When you start to look at the responses that can be automated, try not to constrain your thinking to the information you can access today. By speaking with your HR teams, managers and other technical teams, you’ll soon see what the art of the possible is, and this is when maturity at Level 2 is achieved.
SOC Maturity Level 3 – Service Management Integration
So, you’ve automated your responses and have seen a great step up in efficiency, but there are still aspects of integration with the rest of your service management processes that should be further enhanced.
Most organisations use an enterprise service management tool to record user service requests, track system and application changes and record problems and knowledge. Service desk technicians are the enterprise’s first line of support, taking calls from users. Every change to the organisation’s ICT environment must be recorded as a service request, including changes made by the SOC, such as locking Bob’s account or quarantining his device.
If the SOC is at Level 1, the SOC analyst manually raises the service request in the service management tool, then starts the investigation, locking the account at the end of the investigation. This could take minutes or hours if a lot of investigation is necessary to validate the alert.
At Level 2, the alert is sent to the analyst, but the account is automatically locked, so the analyst then manually raises the service request and ensures all the appropriate information required by the service desk is recorded in the ticket. Even with the automation, raising the ticket is still manually intensive and leaves the SOC analyst having to undertake mundane activities.

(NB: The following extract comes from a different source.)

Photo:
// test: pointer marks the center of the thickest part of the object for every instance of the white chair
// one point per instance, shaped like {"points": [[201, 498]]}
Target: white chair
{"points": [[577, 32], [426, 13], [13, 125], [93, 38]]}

Level 3 should be sought as quickly as possible. Your organisation’s service management architecture should include having all operational security processes integrated with change management, incident management, capacity management, etc., ensuring that any security activity automatically raises a service request and populates the appropriate information.
For example, Bob’s user name, his device location, and the category of the incident, along with anything needed by the service desk to answer Bob’s call when he rings in to ask why his account is locked. By the time the ticket is raised and escalated to the service desk, the device has already been quarantined and his account locked. If Bob calls the service desk now to find out why he can’t log in, they have all the information they need to explain to him what has happened and help him unlock his account and reset his password.
This is the best result for the business, since the threat has been removed and Bob will get the best possible support in getting his account re-enabled, since all the right people have the information they need. A workflow might also be introduced into the service management tool to inform Bob’s manager when security events affect any of his team, that way he can educate and reinforce security awareness.
SOC Maturity: Continual Service Improvement in your SOC
A core concept within an IT Infrastructure Library (ITIL) is Continual Service Improvement (CSI), something that applies equally to security operations as every other ITIL process. CSI takes feedback to help service managers monitor the efficiencies of the processes they run, allowing them to introduce automations and improvements to better the services they provide to customers.
The three levels of SOC maturity outlined in this post are fundamentally a route through CSI that introduces efficiencies and improvements to allow analysts to do higher value work. By removing the mundane tasks from analysts’ daily workloads and limiting the false positives they manually investigate, analysts will have the time they need to go hunting for more complicated threats, misconfigurations or indicators of compromise.